In the nation’s Capitol, September has effectively been “Reconciliation Month” with a series of conversations in Congress about colossal tax and spend plans. Over this time it has been hard to recall even one day when there haven’t been concerns about draining American engines of commerce in order let the federal government fill the void and drive national debt to new heights.
At the top of the list for Democrats is to raise the corporate tax rate to a whopping 26.5%, while also tacking on new capital-gains tax increases, and more. While lawmakers are eager to level excises on whatever moves and thrives in the US economy, they are also ready subsidize what doesn’t.

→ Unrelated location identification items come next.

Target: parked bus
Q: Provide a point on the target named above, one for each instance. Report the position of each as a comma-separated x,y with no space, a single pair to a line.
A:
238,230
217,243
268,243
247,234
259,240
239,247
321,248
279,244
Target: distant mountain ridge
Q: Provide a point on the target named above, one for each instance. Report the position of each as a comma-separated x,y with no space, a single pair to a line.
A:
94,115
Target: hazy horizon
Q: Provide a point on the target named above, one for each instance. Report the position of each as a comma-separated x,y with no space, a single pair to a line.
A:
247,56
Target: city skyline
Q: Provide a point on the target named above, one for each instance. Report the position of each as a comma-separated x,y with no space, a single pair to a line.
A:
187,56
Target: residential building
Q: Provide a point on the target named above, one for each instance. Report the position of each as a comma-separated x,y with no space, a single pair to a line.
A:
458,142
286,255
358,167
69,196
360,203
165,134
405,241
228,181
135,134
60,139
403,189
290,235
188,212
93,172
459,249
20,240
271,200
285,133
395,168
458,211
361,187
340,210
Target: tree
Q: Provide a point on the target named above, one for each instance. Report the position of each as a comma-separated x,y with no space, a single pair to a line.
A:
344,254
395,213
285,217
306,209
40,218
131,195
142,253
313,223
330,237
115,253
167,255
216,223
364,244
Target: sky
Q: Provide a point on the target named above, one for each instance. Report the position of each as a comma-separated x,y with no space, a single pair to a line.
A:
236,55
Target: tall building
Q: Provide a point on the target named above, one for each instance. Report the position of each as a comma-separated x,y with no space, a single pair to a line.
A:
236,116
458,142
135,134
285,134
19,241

For a specific instance, this means forcing a $7.5 billion purchase of electric vehicles onto government agencies. A large contingent of the trucks will be dedicated to the U.S. Postal Service despite the fact that the organization already chose a fleet of vehicles with a deal that it kick-started in February. USPS announced it would buy up to 165,000 trucks at potential cost of $6 billion.
But the Postal Service has much bigger problems that its leadership and Congress are ignoring. The agency already carries $188 billion in unfunded liabilities. Instead of dissecting all the various ways that the federal government can dump more taxpayer money into the Postal Service, a better question is asking honestly, how did the USPS get to this point and what can be done?
Unraveling this matter undoubtedly starts with a general review what kind of business and products the USPS is providing to the American people. Indeed much of the agency’s dealings involves traditional letter mail. USPS delivered 116 billion First-Class and marketing mail pieces in 2020 and its monopoly on this service ensures that volumes will continue indefinitely.